A Lesson in Vengeance(10)
For a second we both stand there staring at each other. I remember Clara’s pale hands in the darkness: snip, snip.
“Where’s everyone else?” I ask.
“Still at Boleyn, as far as I know. I came back alone.”
I struggle to imagine any of those girls letting Ellis Haley go anywhere by herself. You must’ve had to peel them off like tiny well-dressed leeches.
I realize I’ve said that out loud, a beat after my mouth falls shut again.
Ellis laughs. It’s a sudden bright sound that breaks the silence like an egg, that fills the room. “I did tell them I was just going to freshen up,” she admits. Her eyes crinkle at the corners when she smiles. “Clara tried to come with me.”
“How fortunate you managed to escape.”
“By a hair,” Ellis says, pinching her fingers. “I made coffee, by the way. Would you like some?”
“It’s late for coffee, isn’t it?”
“It’s never too late for coffee.”
This whole night already feels bizarre, like the world viewed through a kaleidoscope. “Why not,” I say, and Ellis goes to retrieve a tray from the kitchen: the coffee in a silver pot that appears vaguely Moroccan, our own chipped teacups a little forlorn when adjacent.
Ellis pours two cups, sitting on the floor with both legs tucked beneath her. She hasn’t brought cream or sugar; apparently we’re both meant to drink our coffee black.
“Why were you here so early?” I ask her after she’s picked up her cup and taken her first sip. It’s a brash question—not the kind of conversation starter my mother would approve of—but it seems all my restraint was expelled with my vomit. “Most people aren’t so desperate to get back to school.”
“Only two weeks early, really,” Ellis says. “I needed a retreat. Time away from the world to work on my book. It’s peaceful here when everyone else is gone.”
I’m surprised the administration let her stay.
Or, actually, maybe I’m not.
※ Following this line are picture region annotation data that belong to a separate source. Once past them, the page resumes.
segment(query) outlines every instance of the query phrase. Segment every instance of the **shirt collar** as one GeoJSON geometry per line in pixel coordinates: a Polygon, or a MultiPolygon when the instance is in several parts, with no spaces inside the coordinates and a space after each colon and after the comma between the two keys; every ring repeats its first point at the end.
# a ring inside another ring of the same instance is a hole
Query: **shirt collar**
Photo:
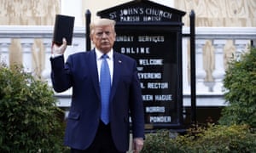
{"type": "MultiPolygon", "coordinates": [[[[95,48],[95,52],[96,52],[96,60],[100,60],[102,58],[102,56],[104,54],[102,54],[102,52],[98,50],[96,48],[95,48]]],[[[107,54],[108,54],[109,60],[112,60],[112,59],[113,59],[113,48],[107,54]]]]}

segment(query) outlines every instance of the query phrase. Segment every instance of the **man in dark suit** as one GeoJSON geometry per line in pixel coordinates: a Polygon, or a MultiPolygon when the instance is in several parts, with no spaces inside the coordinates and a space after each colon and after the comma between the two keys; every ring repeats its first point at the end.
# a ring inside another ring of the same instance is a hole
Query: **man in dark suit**
{"type": "Polygon", "coordinates": [[[61,46],[53,44],[53,88],[56,92],[73,88],[64,139],[71,152],[125,152],[129,148],[129,114],[134,152],[143,146],[144,116],[137,62],[113,50],[114,26],[115,21],[108,19],[92,22],[90,39],[95,48],[72,54],[66,63],[66,40],[61,46]],[[108,64],[102,66],[104,61],[108,64]],[[102,71],[102,67],[107,67],[107,73],[102,71]],[[108,77],[110,85],[105,88],[108,83],[102,83],[108,77]]]}

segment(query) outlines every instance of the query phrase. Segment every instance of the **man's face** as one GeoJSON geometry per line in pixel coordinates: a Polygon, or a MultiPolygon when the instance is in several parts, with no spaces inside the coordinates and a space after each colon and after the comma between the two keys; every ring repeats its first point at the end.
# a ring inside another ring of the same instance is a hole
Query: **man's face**
{"type": "Polygon", "coordinates": [[[90,39],[95,46],[104,54],[109,52],[115,41],[115,32],[113,26],[96,26],[90,39]]]}

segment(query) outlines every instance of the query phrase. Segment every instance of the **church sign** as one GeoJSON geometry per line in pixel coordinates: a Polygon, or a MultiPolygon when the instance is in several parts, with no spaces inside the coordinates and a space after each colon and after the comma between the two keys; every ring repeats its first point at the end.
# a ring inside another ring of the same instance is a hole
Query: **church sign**
{"type": "Polygon", "coordinates": [[[116,20],[114,51],[137,62],[145,129],[183,127],[182,16],[185,13],[140,0],[97,13],[116,20]]]}

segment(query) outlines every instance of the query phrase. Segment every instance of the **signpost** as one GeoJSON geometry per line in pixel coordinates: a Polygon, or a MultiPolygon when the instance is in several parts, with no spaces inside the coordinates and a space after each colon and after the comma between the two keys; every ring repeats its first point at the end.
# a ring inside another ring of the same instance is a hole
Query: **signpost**
{"type": "Polygon", "coordinates": [[[182,16],[185,12],[147,0],[97,15],[116,20],[114,51],[137,61],[145,129],[183,127],[182,16]]]}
The publicity—Ellis Haley’s sophomore novel, written in seclusion on the campus of Dalloway School—would be worth the extra cost of sustaining a single student for two weeks. Dalloway can align itself with the Villa Diodati, with Walden.
I’m not sure what my mother had to do to convince Dalloway to let me arrive four days early, but I imagine it required more than mere asking.
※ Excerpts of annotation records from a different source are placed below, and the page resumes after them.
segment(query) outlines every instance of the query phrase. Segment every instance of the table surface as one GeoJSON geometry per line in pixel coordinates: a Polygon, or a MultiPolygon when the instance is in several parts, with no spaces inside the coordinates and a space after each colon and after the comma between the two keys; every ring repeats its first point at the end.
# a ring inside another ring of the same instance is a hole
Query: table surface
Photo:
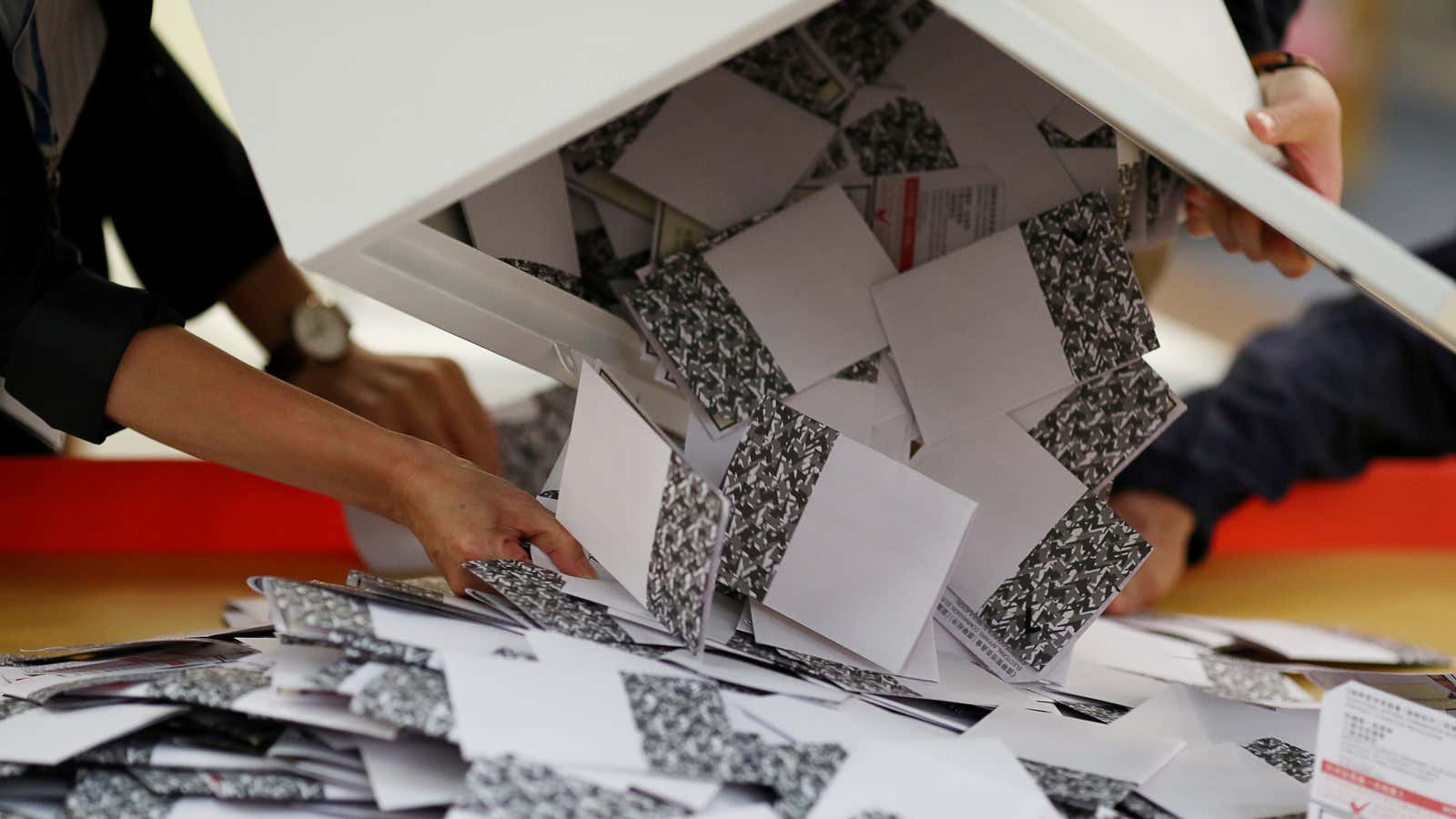
{"type": "MultiPolygon", "coordinates": [[[[0,651],[214,628],[252,574],[342,581],[348,558],[74,555],[0,576],[0,651]]],[[[1241,554],[1192,570],[1162,611],[1345,625],[1456,656],[1456,551],[1241,554]]]]}

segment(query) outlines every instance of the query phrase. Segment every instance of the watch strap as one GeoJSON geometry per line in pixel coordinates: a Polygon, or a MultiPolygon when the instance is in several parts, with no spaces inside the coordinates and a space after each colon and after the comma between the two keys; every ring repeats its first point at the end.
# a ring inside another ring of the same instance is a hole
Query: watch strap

“What are you writing now?”
Ellis lowers her cup, gazing down at the black surface of her coffee for a moment as if she’ll find inspiration there. “It’s a character study,” she says. “I want to explore the gradations of human morality: how indifference can slide into evil, what drives a person toward murder. And I want to interrogate the concept of the psychopath: whether villainy exists in that truest form or if it’s simply a manifestation of some human drive that lurks in all of us.”
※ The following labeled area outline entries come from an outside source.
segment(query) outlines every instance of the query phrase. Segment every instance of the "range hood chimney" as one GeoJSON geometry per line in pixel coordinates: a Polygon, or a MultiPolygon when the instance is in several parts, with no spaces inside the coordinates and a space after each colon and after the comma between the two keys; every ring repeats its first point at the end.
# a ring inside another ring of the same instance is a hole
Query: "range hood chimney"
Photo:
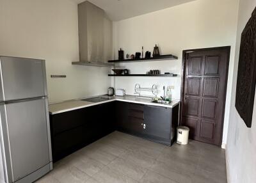
{"type": "Polygon", "coordinates": [[[89,1],[78,4],[79,61],[73,65],[113,66],[112,21],[105,12],[89,1]]]}

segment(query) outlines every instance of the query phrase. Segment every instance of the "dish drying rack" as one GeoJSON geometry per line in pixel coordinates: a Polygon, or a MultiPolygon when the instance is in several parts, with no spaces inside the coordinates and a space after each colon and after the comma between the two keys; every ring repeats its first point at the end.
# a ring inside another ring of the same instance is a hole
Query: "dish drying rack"
{"type": "Polygon", "coordinates": [[[157,86],[156,84],[153,84],[151,88],[143,88],[140,84],[137,83],[134,86],[134,94],[139,95],[139,97],[156,97],[157,95],[157,86]],[[151,92],[153,95],[141,95],[141,92],[151,92]]]}

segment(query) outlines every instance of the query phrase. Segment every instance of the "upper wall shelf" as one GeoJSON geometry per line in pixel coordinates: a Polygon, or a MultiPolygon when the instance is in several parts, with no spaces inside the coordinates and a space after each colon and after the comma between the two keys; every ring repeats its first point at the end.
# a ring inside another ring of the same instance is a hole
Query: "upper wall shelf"
{"type": "Polygon", "coordinates": [[[161,55],[157,57],[152,57],[150,58],[140,58],[134,59],[125,59],[124,60],[109,60],[109,63],[125,63],[125,62],[141,62],[141,61],[151,61],[157,60],[177,60],[178,57],[172,54],[161,55]]]}

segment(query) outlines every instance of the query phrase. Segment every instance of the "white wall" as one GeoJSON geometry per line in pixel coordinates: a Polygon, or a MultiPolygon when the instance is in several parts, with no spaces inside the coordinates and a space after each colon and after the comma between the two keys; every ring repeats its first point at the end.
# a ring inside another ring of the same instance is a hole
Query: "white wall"
{"type": "Polygon", "coordinates": [[[109,68],[71,65],[79,61],[78,25],[69,0],[0,0],[0,55],[45,60],[50,102],[106,93],[111,85],[109,68]]]}
{"type": "Polygon", "coordinates": [[[241,34],[255,6],[255,0],[240,1],[226,150],[228,179],[232,183],[252,183],[256,181],[256,97],[254,99],[252,128],[246,127],[235,107],[241,34]]]}
{"type": "MultiPolygon", "coordinates": [[[[162,54],[173,54],[178,60],[141,63],[125,63],[118,66],[131,69],[133,74],[145,74],[150,69],[179,74],[177,77],[116,77],[116,88],[126,89],[133,94],[136,83],[150,87],[153,84],[175,86],[173,98],[180,99],[182,53],[184,49],[231,46],[228,81],[225,107],[223,143],[227,139],[231,86],[236,36],[238,0],[197,0],[163,10],[118,21],[115,24],[115,49],[122,47],[126,53],[144,51],[152,53],[155,44],[162,54]]],[[[115,52],[118,58],[118,52],[115,52]]],[[[162,94],[162,93],[160,93],[162,94]]]]}

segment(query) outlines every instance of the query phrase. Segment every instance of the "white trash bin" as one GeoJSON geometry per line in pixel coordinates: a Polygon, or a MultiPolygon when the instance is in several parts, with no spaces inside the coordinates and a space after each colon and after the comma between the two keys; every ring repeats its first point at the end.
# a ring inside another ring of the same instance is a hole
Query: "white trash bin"
{"type": "Polygon", "coordinates": [[[177,143],[186,145],[188,141],[189,129],[185,126],[179,126],[177,128],[177,143]]]}

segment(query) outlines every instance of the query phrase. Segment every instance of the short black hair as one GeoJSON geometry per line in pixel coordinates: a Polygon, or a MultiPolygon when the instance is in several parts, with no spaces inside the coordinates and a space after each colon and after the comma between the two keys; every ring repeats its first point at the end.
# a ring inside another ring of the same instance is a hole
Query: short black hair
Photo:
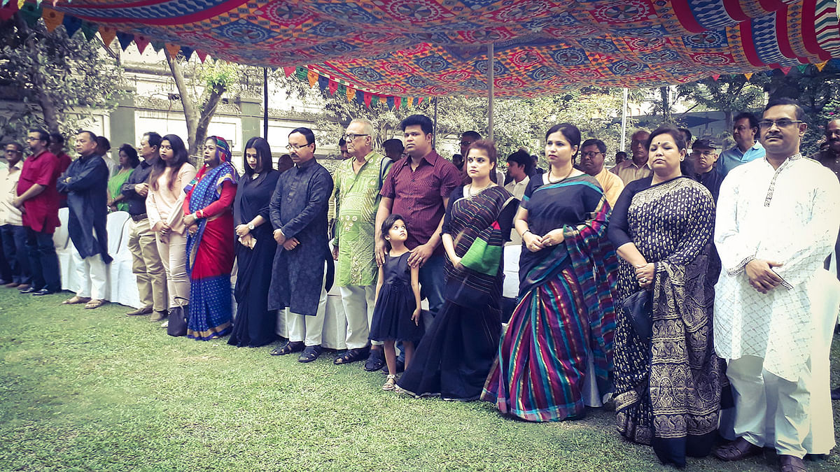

It’s chilly in this room; I hold my coffee between both hands, trying to borrow its warmth. “And what will you conclude?”
“I don’t know yet. That’s what I’m trying to figure out.” Ellis traces her finger along the circumference of her cup. “Although I suppose in some ways I don’t need to speculate. The deaths in the story are inspired by the Dalloway Five.”
The Dalloway Five, again. No matter what I do, it seems like I can’t escape them. I left for almost an entire year—I spent nearly a year away from this place, in my own brand of seclusion, but as soon as I come back, there are ghosts at my heels and stories of dead witches on everyone’s tongue.
I don’t recall people being nearly so interested in Dalloway’s history last year. If anything, I felt self-conscious of my thesis subject; discussing it always earned me scrunched noses and twisted mouths.
“What do you mean?”
“I’m writing about them,” Ellis says. “Well, about Margery Lemont specifically. The story is from multiple perspectives, but ultimately questions whether Margery was really a witch, as her accusers claimed, or whether accusations of witchcraft merely reflected a pathologization of female anger.”
I don’t know how to respond to that. My mouth is dry; my tongue sticks to my palate like old gum.
“So of course I had to transfer here, to Dalloway. There’s nowhere else to write this kind of story, is there?”
I suppose there isn’t. Even so, a part of me wants to warn her not to get too close. Margery Lemont has a way of sucking you in and refusing to let go. I wonder if Alex’s ghost is watching us right now, her dead gaze drinking in this scene. Judging.
“Well, good luck,” I offer.
Ellis smiles at me, right as her lips close around the rim of her cup, is still smiling as she takes another sip. “And you? What’s your senior thesis?”
For a moment, last year’s answer perches on my lips. Ellis waits in patient silence while I struggle to swallow it down.
“I don’t know yet.”
I can barely stand to exist in this place anymore. Dalloway might be in my blood and bones, but as much as I was unable to stay away, Dalloway’s history—and mine—hangs over the campus like a heavy fog. I wonder if Ellis feels it. If Ellis is scared of it, or if she hopes a shadow of that evil will seep up from the ground and infect her, the way it infected Margery Lemont.